Years down the road, you're going to want to remember this summer. You're going to be wildly appreciative of the sights, smells and sounds that instantly teleport you to the good times and the bad, which you'll look back at with a fondness for the stuff of youth. By RACHEL CHO.
The obvious thing to do is to keep a journal. It's a little easier said than done, but it's well worth the effort. Not only does journaling provide you with an avenue by which to walk through your thoughts and feelings – organising them, clarifying them, coming to terms with them – but it is a also a time capsule. It's a tool which enables you to look back on times of your life not in retrospect, but in the way that you saw them at that time.
Due to cognitive biases and the fallacies of memory, we tend to look back on events with altered perceptions. "I knew from day one..." you say, as you recall a memorable past event. Your journal indicates that you didn't. Your past writings in fact, tell you that you had no idea what was coming. Journaling isn't just looking back, but it takes you back, and that's the kind of thing that memory often fails us at.

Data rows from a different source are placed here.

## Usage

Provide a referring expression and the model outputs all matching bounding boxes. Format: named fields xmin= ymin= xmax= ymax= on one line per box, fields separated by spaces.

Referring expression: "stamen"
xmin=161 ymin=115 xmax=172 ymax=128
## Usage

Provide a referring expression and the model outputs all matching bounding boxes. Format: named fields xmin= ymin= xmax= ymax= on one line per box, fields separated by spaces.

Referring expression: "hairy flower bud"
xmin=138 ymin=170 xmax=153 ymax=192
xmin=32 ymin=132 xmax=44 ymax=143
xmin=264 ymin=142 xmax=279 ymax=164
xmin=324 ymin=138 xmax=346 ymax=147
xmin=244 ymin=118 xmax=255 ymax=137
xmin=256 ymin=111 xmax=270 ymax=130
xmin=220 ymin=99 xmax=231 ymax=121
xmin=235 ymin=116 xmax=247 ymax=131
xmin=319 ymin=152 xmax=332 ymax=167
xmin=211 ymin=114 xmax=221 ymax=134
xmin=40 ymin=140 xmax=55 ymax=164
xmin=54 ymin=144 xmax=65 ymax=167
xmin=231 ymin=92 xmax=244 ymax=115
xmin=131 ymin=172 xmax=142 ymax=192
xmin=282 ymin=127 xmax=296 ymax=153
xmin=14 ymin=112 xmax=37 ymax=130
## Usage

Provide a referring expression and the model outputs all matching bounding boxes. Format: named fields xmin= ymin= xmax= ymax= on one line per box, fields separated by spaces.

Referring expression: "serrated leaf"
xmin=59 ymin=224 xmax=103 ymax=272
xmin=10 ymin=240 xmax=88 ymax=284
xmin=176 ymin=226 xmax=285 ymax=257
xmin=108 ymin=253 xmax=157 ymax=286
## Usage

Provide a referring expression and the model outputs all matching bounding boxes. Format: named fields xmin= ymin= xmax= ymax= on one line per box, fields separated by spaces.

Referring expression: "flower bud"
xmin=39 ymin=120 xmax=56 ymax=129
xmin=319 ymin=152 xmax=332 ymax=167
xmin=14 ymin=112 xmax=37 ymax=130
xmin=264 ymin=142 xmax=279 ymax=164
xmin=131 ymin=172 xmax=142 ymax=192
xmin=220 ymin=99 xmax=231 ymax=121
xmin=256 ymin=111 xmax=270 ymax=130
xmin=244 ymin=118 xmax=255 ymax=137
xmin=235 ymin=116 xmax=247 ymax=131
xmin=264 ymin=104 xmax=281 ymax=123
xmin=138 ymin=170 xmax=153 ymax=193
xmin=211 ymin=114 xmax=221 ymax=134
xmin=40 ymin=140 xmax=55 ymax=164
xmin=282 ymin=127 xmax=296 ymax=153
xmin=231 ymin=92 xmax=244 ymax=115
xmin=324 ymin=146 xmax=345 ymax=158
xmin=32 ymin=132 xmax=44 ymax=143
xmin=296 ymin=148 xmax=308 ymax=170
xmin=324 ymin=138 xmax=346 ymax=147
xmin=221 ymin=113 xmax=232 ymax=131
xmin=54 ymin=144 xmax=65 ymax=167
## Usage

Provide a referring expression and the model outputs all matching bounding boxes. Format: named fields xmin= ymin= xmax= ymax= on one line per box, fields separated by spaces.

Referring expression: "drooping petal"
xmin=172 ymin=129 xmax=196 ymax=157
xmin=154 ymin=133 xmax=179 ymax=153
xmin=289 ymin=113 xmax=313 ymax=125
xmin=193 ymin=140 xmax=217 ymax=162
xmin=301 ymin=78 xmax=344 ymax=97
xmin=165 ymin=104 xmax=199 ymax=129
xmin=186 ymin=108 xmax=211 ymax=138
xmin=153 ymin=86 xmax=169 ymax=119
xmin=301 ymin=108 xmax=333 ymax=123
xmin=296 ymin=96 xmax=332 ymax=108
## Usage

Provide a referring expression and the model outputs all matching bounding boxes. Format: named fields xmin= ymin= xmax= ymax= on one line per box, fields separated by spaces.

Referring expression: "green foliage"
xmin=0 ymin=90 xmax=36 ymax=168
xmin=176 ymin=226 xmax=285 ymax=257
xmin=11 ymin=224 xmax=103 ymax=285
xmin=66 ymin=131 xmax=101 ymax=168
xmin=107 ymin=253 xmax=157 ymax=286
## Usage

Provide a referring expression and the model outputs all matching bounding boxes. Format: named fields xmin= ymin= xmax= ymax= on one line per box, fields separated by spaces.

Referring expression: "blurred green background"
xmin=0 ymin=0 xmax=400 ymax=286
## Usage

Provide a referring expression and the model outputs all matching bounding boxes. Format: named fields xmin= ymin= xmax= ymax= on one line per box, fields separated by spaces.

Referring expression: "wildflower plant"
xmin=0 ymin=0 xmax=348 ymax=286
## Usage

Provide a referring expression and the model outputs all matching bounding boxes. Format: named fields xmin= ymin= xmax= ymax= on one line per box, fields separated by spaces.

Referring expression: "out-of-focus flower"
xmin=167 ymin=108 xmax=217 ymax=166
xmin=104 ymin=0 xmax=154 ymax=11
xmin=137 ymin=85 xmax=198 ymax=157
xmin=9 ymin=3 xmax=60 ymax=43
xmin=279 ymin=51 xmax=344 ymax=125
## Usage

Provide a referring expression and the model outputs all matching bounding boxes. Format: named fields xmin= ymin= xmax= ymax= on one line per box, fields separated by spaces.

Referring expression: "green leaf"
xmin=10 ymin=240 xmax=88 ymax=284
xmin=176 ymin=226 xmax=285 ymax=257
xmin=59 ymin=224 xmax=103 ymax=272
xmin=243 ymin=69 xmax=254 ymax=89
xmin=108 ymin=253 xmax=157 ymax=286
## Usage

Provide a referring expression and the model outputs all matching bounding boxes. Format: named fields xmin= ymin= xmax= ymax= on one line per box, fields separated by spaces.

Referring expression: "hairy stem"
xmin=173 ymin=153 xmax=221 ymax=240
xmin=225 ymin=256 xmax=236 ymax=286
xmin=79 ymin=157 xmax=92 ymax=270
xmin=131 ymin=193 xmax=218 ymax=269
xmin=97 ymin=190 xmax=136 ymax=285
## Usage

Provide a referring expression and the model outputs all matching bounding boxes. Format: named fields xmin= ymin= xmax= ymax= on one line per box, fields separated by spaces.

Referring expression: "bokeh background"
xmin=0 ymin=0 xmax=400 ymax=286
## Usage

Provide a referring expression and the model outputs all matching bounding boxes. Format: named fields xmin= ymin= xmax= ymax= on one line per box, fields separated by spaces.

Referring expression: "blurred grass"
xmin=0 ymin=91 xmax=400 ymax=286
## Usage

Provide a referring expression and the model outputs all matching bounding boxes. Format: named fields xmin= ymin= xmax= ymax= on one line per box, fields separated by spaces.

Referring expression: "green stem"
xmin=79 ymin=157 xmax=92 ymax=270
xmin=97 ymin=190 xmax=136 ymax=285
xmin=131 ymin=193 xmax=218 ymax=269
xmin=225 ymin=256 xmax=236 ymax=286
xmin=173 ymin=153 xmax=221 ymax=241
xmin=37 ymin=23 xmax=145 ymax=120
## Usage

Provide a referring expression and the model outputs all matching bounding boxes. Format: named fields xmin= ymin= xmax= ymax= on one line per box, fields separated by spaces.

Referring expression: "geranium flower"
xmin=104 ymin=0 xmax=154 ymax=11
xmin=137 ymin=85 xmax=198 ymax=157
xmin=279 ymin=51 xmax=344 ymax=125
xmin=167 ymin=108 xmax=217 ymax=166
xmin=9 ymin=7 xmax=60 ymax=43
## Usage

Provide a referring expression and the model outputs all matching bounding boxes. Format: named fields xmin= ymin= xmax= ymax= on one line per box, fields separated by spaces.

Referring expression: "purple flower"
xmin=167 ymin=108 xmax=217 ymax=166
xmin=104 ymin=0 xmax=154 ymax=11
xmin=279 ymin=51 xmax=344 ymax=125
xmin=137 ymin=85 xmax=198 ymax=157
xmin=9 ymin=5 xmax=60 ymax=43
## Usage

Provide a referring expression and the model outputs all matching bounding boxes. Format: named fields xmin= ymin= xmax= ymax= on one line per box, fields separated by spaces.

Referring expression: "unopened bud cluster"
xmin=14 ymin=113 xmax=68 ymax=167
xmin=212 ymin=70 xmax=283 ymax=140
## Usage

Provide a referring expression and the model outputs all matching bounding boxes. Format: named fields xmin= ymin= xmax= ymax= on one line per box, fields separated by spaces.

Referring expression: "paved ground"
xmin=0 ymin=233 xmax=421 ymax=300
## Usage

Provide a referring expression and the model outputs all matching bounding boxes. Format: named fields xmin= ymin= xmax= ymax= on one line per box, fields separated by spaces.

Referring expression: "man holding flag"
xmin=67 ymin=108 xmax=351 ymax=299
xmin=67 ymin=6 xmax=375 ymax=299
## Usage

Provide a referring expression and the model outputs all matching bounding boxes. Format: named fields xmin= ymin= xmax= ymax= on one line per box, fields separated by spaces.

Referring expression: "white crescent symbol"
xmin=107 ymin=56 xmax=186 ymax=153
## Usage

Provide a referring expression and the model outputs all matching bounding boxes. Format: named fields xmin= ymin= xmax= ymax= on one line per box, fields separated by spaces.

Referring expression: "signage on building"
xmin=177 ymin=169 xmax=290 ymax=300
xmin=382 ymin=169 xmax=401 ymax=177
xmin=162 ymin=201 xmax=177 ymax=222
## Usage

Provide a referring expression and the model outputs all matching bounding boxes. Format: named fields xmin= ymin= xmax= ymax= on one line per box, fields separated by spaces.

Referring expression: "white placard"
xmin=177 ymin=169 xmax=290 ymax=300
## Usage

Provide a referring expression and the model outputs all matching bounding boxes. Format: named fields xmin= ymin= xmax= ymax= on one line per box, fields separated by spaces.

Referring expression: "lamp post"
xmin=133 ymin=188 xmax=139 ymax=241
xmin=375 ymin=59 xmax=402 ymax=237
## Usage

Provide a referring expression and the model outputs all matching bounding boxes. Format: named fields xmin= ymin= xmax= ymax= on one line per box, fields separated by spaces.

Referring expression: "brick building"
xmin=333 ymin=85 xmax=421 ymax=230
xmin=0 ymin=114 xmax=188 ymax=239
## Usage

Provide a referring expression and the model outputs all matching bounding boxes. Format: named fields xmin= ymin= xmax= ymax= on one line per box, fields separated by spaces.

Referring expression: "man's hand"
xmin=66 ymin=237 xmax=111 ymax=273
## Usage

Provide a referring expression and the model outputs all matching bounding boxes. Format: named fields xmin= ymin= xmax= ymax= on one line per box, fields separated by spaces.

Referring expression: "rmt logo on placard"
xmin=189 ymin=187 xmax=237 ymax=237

Bear in mind that this is only for you, so the essence of journaling is the freedom from self-censorship that social life normally doesn't allow us.
You can write or make videos about your thoughts and feelings, your goals and your memories, for yourself. If writing an entry every day is a bit too demanding for you, bullet journaling is easier and just as beneficial.
Write three bullet points a day, covering whatever you like; thoughts of the day, the most memorable event, or a note to self for the next day. Being quick and concise, it's a good way to summarise each day into something memorable and lasting.
Have fun with compartmentalising! Use different journals for different things; your Moleskine for thoughts and ideas that need exploring, the wooden one you got for your birthday to carry all your short term and long term goals, a calendar journal for exercise and study commitments.
Sometimes the approach to journaling is so broad that you don't even know where to begin, so it's easier to forgo starting at all. Having different journals also gives you an incentive to fill each one up with its respectively assigned purposes. If this is too much, one journal for everything is also raw and organic in its way of being jumbled and all over the place – which is what we are as human beings anyway, and the verbalised heap of thoughts, ironically, helps us organise them better.
Writing isn't the only way to journal; video is also a fun medium of documentation. Take a video of yourself every week, talking about about the highlights and lowlights of that week. Over time, you don't just end up with an accumulation of passages and words, but a fun record of what you looked like, your mannerisms, the way you spoke at that stage in your life.
There are other fun ways to document time periods, such as wearing the same perfume or cologne for one period of time. But the catch is that you never wear it again. Be it a summer, a Christmas in Europe, your first year of university, whatever. The strong links between smell and memory mean that when you come across a specific scent some way along the road, you will be bombarded with a series of images and brief, momentary semblances of the emotions you experienced at the time that you wore the scent.
It's the same with music. There is that one song that we have a particular affinity with when we're hurling through life's curveballs and fun. The newly-in-love song, the break-up song, the comfort song, the song that overplayed on the radio along with a blossoming new friendship. It takes you back to feelings.
And memory falls short of that, as memory can alter those emotions.
Documenting your life through the mediums of language, sights, smells and sounds enables you a brief window to the past in ways that can lead you down a path of visceral nostalgia and appreciation. Bring on 2015!